Finding that a group of unions were likely to succeed on their claim that a recently passed Arizona law violates the Free Speech Clause of the First Amendment, a district court entered a preliminary injunction preventing the law from going into effect. United Food and Commercial Workers Local 99 v. Brewer, No. CV-11-921-PHX-GMS, 2011 WL 4434043 (D. Ariz. Sept. 23, 2011). Judge Murray Snow, a George W. Bush nominee, wrote the opinion
Under Arizona law, employees may authorize their employers to withhold certain amounts from their paychecks and transfer those funds to other organizations, such as charitable organizations, insurance companies, and unions. In April 2011, Arizona Governor Janice Brewer modified this practice by signing into law Senate Bill 1365, known as the “Protect Arizona Employees’ Paychecks from Politics Act.” Ariz. Sess. Laws § 23-361.02. Bill 1365 requires organizations who receive funds withheld from employees’ paycheck to affirm to their employers that none of the funds are being used for political purposes or to specify the percentage of their general funds that are used for political purposes. Id. § 23-361.02(B). Although the law is written to have general application to all payroll deductions, it explicitly excludes a number of deductions. Id. § 23-361.02(E). For instance, deductions for organizations that provide employee health care, retiree, or welfare benefits are excluded. Id. The law also exempts public safety employees, including firefighters and peace officers. Id. § 23-361.02(H). Consequently, public employee unions are not required to comply with the law, despite the fact that unions without public employees are required to comply with the law.
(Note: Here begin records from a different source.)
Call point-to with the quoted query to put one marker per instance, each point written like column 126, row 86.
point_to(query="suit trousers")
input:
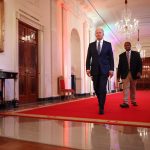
column 99, row 84
column 129, row 85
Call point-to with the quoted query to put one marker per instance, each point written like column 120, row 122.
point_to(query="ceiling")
column 108, row 12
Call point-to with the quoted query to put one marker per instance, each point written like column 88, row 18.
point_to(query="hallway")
column 77, row 135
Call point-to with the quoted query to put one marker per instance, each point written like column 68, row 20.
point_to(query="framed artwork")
column 1, row 25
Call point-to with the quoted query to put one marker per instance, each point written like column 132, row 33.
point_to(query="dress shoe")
column 101, row 112
column 134, row 104
column 124, row 105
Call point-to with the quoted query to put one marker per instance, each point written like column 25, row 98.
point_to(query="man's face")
column 127, row 46
column 99, row 34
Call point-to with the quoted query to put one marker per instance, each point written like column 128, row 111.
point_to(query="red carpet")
column 87, row 110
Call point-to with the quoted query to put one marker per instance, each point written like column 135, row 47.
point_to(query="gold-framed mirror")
column 1, row 25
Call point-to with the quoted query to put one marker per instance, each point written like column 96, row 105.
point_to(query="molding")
column 29, row 19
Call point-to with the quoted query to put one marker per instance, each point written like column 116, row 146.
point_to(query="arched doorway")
column 76, row 59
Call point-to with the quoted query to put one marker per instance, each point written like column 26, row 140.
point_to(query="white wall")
column 55, row 21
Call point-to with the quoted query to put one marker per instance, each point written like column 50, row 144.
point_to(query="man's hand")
column 111, row 73
column 88, row 72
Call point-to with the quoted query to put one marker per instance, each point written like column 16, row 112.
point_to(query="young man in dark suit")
column 99, row 66
column 129, row 70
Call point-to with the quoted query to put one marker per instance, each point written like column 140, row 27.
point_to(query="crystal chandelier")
column 138, row 45
column 127, row 25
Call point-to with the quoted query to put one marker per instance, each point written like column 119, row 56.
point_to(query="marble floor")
column 74, row 135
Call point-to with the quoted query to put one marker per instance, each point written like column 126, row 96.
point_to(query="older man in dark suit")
column 99, row 66
column 129, row 70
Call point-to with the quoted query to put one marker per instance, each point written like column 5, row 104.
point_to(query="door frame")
column 27, row 19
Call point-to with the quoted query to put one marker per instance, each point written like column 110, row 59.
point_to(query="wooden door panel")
column 28, row 63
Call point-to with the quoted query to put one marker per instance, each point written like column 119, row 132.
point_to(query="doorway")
column 28, row 63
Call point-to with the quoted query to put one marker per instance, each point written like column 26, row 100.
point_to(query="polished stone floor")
column 78, row 135
column 59, row 134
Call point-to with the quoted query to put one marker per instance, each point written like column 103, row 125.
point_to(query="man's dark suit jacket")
column 135, row 65
column 102, row 63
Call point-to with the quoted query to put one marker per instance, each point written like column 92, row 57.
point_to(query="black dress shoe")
column 134, row 104
column 124, row 105
column 101, row 112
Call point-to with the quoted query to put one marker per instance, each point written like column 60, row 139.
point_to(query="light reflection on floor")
column 78, row 135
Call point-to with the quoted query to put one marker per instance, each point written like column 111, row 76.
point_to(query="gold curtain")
column 1, row 25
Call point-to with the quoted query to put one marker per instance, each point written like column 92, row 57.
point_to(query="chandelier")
column 138, row 45
column 127, row 25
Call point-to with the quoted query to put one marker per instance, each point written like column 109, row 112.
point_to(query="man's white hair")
column 99, row 28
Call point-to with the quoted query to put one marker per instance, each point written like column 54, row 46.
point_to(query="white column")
column 66, row 54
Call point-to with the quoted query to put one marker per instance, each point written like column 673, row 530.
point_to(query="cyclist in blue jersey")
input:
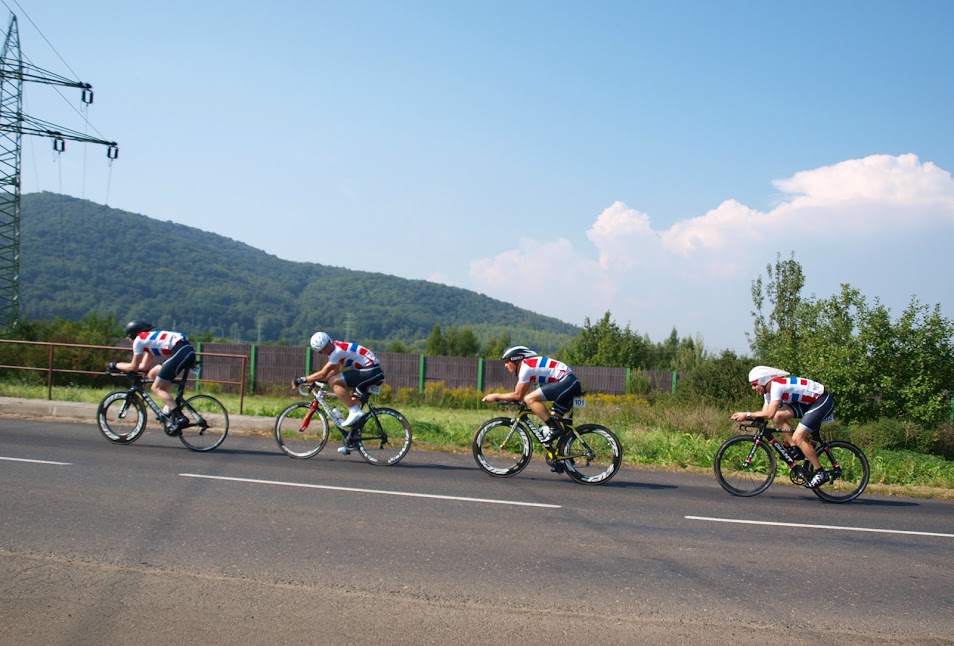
column 176, row 355
column 557, row 384
column 365, row 371
column 787, row 398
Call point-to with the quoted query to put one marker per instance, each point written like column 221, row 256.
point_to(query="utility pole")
column 13, row 125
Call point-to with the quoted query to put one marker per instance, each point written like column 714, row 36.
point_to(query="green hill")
column 78, row 257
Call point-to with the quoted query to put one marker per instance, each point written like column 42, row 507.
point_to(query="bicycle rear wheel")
column 592, row 455
column 849, row 469
column 502, row 449
column 208, row 423
column 744, row 468
column 384, row 437
column 121, row 417
column 300, row 432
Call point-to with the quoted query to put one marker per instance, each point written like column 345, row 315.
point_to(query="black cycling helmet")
column 517, row 353
column 135, row 327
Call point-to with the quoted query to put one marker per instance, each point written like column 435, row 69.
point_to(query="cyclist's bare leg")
column 801, row 439
column 160, row 387
column 343, row 392
column 783, row 422
column 537, row 405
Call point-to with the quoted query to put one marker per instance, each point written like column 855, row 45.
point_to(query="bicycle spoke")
column 385, row 437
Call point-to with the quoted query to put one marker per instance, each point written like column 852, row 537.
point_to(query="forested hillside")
column 78, row 257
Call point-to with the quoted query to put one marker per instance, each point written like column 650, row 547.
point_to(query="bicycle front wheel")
column 502, row 447
column 121, row 417
column 208, row 423
column 592, row 455
column 385, row 437
column 301, row 432
column 849, row 471
column 744, row 467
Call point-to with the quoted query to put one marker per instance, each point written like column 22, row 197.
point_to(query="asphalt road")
column 154, row 544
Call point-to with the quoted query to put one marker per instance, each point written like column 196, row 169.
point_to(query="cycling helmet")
column 761, row 375
column 133, row 328
column 517, row 353
column 319, row 340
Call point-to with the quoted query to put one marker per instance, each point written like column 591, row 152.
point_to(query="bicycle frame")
column 523, row 415
column 764, row 434
column 139, row 380
column 316, row 390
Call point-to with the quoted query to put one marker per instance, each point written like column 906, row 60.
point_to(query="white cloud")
column 846, row 220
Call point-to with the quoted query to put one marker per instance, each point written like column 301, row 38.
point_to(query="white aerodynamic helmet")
column 761, row 375
column 319, row 340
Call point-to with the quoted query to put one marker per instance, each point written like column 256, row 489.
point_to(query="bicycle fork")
column 311, row 412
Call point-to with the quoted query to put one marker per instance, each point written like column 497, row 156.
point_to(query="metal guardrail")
column 50, row 369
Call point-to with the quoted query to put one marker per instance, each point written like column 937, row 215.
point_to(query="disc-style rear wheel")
column 744, row 468
column 208, row 423
column 592, row 456
column 848, row 468
column 121, row 417
column 300, row 431
column 384, row 437
column 501, row 448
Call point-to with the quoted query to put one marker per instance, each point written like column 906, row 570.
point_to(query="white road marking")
column 37, row 461
column 847, row 529
column 377, row 491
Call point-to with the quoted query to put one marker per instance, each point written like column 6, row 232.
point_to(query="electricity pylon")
column 13, row 125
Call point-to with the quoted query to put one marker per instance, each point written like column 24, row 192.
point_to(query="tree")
column 435, row 346
column 776, row 338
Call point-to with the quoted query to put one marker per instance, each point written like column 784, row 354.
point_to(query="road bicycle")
column 589, row 454
column 745, row 465
column 382, row 435
column 121, row 415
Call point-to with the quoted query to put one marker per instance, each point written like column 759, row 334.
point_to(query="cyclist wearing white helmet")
column 787, row 398
column 350, row 367
column 175, row 355
column 557, row 384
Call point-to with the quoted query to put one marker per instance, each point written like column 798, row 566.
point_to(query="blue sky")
column 643, row 158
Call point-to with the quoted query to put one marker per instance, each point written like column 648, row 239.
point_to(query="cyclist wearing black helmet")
column 175, row 354
column 557, row 384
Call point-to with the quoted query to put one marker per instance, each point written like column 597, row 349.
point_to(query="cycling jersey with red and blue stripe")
column 541, row 370
column 352, row 355
column 160, row 343
column 794, row 390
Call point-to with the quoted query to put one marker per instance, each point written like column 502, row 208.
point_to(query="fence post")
column 253, row 363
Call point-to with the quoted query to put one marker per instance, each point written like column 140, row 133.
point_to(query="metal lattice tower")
column 13, row 125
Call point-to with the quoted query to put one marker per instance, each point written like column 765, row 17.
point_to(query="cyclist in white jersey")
column 787, row 398
column 176, row 355
column 350, row 367
column 557, row 384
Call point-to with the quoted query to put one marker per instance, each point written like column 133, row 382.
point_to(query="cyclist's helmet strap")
column 761, row 375
column 134, row 327
column 517, row 353
column 319, row 340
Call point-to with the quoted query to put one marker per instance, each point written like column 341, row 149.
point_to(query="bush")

See id. § 23-361.02(A).
In May 2011, Plaintiffs United Food & Commercial Workers 99 filed a lawsuit challenging SB 1365’s companion legislation, SB 1363, as unconstitutional. The Plaintiffs later amended their complaint to allege that 1365 is unconstitutional as well, and moved for a preliminary injunction to prevent SB 1365 from going into effect. The American Education Association and other unions (“Plaintiff-Intervenors”) later intervened and also moved for a preliminary injunction.
In its Order, the court addressed the Plaintiffs’ and the Plaintiff-Intervenors’ Motions for Preliminary Injunction. Before addressing the merits of those Motions, though, the court summarily dismissed the Defendants’ arguments that the court lacked subject-matter jurisdiction and that the case was not ripe. The court also held that the Eleventh Amendment to the U.S. Constitution does not bar a suit for “injunctive relief against the Attorney General to prevent him from enforcing an allegedly unconstitutional state law.”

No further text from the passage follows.